Secondo l’autorevole dottrina (Virga), è un atto di ritiro che si attua per il sopravvenire di nuove circostanze di fatto che rendono l’atto non più rispondente al pubblico interesse e si differenzia dalla revoca, che si concreta nella rivalutazione delle stesse circostanze originarie.
Altra dottrina (Sandulli) osserva, invece, che anche in tale ipotesi ricorre la revoca. Tale interpretazione esclude la configurabilità autonoma del potere di abrogazione sulla base dei seguenti rilievi:
- l’abrogazione attiene, come la revoca, a valutazioni di opportunità dell’atto;
- l’abrogazione, come configurata da Virga, ha la medesima efficacia (ex nunc) della revoca; Nella pratica è assai difficile distinguere tra esigenze pubbliche preesistenti e sopravvenute, in quanto tale diversità è sempre frutto di diverse valutazioni soggettive. In assenza, quindi, di concrete diversità giuridiche, sembra preferibile evitare distinzioni astratte, e parlare in ogni caso di revoca.

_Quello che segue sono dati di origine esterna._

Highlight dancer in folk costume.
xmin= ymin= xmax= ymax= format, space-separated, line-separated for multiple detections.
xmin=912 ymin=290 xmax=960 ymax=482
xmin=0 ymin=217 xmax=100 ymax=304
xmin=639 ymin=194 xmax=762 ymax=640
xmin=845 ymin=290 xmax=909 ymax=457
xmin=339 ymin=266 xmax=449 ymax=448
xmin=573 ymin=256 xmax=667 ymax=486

Il regime giuridico dell’abrogazione è il seguente:
a)  gli atti suscettibili di abrogazione sono gli stessi che possono essere revocati;
b)  gli effetti della abrogazione si producono (come per la revoca) ex nunc;
c)  la differenza tra revoca e abrogazione starebbe nel fatto che la prima comporta un riesame del merito dell’atto al momento della sua emanazione; la seconda, invece, una valutazione dell’opportunità di tenere in vita il rapporto creato dall’atto in relazione a mutate situazioni di fatto (Virga); tale diversità, ammesso che esista, non influisce sul regime giuridico dell’atto.